1

All,

I am working on creating an interface for dealing with some massive data and generating arff files for doing some machine learning stuff with. I can currently collect the features- but I have no way of associating them with the files they were derived from. I am currently using Dumbo

def mapper(key, value):
    #do stuff to generate features

Is there any convenient method for determining the filename that was opened and had its contents passed to the mapper function?

Thanks again. -Sam

John Vandenberg
  • 474
  • 6
  • 16
sampwing
  • 1,238
  • 1
  • 10
  • 13

2 Answers2

1

If you're able to access the job configuration properties, then the mapreduce.job.input.file property should contain the file name of the current file.

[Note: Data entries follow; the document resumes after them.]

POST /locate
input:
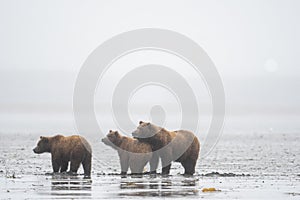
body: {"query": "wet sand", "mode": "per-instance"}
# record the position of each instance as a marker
(242, 166)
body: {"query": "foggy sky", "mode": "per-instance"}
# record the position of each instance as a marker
(254, 44)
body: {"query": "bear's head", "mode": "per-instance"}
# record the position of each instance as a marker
(43, 145)
(113, 138)
(145, 131)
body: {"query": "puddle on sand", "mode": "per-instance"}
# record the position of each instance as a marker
(159, 187)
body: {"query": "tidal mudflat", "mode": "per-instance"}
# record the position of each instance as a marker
(242, 166)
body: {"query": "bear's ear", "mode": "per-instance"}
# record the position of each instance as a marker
(45, 139)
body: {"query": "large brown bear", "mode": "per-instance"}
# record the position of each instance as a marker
(64, 149)
(132, 153)
(179, 146)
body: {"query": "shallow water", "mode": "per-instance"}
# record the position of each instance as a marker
(246, 166)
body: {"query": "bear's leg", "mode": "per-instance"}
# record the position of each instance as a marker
(75, 163)
(137, 164)
(124, 161)
(166, 159)
(55, 164)
(154, 163)
(189, 167)
(87, 164)
(64, 166)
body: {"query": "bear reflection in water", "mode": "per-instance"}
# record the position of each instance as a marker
(158, 187)
(63, 184)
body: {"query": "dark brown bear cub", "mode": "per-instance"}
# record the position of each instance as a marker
(133, 154)
(64, 149)
(179, 146)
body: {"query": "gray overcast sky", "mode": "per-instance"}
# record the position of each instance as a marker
(254, 44)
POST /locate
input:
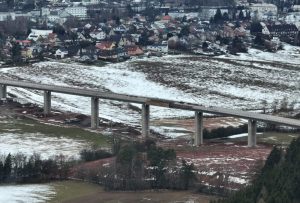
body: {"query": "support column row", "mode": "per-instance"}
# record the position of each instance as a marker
(94, 112)
(145, 120)
(47, 102)
(252, 126)
(3, 91)
(198, 139)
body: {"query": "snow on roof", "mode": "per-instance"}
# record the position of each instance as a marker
(41, 32)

I'm not sure how you get at these properties in Dumbo/Mrjob though - the docs specify that periods (in the conf names) are replaced with underscores, and then looking through the source for PipeMapRed.java, looks like everything single job conf property is set as a env variable - so try and access an env variable named mapreduce_job_input_file

http://hadoop.apache.org/mapreduce/docs/r0.21.0/mapred_tutorial.html#Configured+Parameters

Chris White
  • 29,949
  • 4
  • 71
  • 93
1

As described here, you can use -addpath yes option.

-addpath yes (replace each input key by a tuple consisting of the path of the corresponding input file and the original key)

Mikhail Shevelev
  • 408
  • 5
  • 12